HMA v AD 2017

A teenager found guilty of raping a boy and sexually assaulting a girl has had an appeal against his conviction refused after judges rejected his argument that the doctrine of “mutual corroboration” could not apply. The Appeal Court held that there was no rule of law whereby a less serious sexual offence could not provide corroboration of a more serious sexual crime.

He was convicted at the High court on two charges: “(1) assaulting a boy aged ten by pushing him on to his bed and pulling down his lower clothing before raping him anally; and (3) assaulting a 12-year-old girl by dragging her into his bedroom, pushing her on to a couch, attempting to remove her clothing and kissing her on her face.” However, counsel for the appellant, Mr Connor, submitted that the evidence led in support of each of charges (1) and (3) was “materially different”. The difference in gravity between the conduct described by each complainer were said to be so significant that the crimes were “not capable of being viewed as part of a single course of criminal conduct”.

There was very little similarity in circumstances it was argued. It was accordingly not possible for the charges to be corroborated through the application of the doctrine of mutual corroboration, as set out in the ‘Moorov Doctinre’. The Crown, however, argued that the evidence led did provide evidence of an “underlying unity of intent” and the evidence disclosed incidents of criminal conduct driven by that underlying unity.

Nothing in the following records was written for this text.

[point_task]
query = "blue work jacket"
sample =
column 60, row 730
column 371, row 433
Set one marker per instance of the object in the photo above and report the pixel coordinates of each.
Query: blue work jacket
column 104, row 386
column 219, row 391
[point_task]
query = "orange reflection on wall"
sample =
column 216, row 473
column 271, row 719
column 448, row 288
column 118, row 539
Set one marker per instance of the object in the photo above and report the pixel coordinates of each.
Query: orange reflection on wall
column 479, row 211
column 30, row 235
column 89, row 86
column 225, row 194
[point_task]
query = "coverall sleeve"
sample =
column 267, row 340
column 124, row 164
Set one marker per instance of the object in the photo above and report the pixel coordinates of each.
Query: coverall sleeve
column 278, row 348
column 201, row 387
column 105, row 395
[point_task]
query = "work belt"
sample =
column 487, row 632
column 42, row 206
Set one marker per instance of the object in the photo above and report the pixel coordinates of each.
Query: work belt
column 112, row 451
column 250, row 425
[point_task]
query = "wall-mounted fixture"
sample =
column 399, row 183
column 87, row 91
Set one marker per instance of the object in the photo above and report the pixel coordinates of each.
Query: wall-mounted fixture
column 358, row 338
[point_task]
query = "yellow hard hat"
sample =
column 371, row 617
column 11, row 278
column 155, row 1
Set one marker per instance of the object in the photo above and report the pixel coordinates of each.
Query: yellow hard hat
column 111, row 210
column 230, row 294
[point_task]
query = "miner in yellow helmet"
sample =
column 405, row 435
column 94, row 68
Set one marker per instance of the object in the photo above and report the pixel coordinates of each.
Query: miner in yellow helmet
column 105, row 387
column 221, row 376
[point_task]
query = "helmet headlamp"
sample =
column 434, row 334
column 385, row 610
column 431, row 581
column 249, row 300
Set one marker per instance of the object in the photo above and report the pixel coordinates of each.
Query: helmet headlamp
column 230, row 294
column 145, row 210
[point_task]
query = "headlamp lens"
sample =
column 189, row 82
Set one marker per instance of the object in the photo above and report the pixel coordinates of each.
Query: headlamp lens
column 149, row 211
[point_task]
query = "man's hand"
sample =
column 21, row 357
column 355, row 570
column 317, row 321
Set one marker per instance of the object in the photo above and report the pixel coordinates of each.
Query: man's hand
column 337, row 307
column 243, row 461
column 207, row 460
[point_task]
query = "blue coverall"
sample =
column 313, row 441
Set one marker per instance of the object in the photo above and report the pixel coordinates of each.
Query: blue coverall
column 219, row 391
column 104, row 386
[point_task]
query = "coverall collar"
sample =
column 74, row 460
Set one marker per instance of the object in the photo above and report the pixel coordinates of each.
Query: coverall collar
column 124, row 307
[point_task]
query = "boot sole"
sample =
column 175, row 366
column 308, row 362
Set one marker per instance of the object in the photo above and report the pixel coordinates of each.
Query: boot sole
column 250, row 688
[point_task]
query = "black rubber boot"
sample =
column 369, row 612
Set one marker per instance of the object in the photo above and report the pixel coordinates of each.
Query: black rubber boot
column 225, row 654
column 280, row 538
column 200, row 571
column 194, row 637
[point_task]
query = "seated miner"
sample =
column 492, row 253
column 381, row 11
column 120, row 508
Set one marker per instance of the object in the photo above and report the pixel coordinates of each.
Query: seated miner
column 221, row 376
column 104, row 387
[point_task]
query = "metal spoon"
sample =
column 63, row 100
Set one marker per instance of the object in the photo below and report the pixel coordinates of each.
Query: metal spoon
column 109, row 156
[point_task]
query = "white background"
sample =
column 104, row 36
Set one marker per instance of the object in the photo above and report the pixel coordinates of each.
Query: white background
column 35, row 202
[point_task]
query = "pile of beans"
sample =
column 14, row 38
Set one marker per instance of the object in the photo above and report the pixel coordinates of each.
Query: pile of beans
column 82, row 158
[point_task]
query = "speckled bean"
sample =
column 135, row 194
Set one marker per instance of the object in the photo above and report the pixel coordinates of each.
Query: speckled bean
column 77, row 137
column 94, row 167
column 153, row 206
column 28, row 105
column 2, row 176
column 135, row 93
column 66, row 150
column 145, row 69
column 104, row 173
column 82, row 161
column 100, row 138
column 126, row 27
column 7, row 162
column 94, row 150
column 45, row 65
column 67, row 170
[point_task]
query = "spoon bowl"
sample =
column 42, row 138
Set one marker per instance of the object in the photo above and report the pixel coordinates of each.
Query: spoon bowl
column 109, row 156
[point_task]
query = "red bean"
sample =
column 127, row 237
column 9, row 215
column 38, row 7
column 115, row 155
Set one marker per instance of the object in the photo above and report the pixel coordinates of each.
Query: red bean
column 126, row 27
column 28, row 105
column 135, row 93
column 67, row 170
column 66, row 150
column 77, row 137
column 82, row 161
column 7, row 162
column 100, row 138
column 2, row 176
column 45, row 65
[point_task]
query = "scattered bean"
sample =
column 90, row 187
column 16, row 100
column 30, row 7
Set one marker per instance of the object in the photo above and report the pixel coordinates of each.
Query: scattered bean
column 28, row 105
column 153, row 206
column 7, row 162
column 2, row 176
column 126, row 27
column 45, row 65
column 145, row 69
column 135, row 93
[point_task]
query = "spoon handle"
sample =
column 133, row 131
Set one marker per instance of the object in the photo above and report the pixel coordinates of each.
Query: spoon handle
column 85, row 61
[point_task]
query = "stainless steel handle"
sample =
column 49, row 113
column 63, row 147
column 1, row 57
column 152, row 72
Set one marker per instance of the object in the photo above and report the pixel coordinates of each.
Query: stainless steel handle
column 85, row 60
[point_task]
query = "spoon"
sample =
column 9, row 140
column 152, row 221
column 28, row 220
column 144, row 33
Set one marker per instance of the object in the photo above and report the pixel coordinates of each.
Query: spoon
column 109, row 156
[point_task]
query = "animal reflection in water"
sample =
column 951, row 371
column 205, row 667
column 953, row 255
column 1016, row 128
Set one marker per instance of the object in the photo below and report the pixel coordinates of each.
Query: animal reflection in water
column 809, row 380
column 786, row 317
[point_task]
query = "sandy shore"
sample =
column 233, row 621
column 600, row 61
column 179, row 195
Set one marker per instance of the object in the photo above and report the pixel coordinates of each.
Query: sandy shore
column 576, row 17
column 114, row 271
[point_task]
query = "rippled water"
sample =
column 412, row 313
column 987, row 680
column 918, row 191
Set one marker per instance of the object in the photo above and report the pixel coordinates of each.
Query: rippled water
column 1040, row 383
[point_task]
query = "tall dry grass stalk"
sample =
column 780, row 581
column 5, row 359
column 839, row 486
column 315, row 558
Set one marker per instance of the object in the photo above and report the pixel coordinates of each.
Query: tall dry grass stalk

Refusing the appeal, the judges observed that in any given case, in considering whether the evidence led is capable of affording corroboration by the application of mutual corroboration, “it does not of course matter that the crimes are not of the same nomen juris”. In conclusion, Lord Turnbull said: “There is no rule of law whereby what might be perceived as less serious sexual criminal conduct cannot provide corroboration of what is libelled as a more serious sexual crime…In the present case it was accepted that the two charges were closely linked in time and in place.

In our opinion, they were also closely linked in both character and circumstances.” The appeal judges were also fully satisfied that the directions which the trial judge gave were “entirely adequate” in this regard.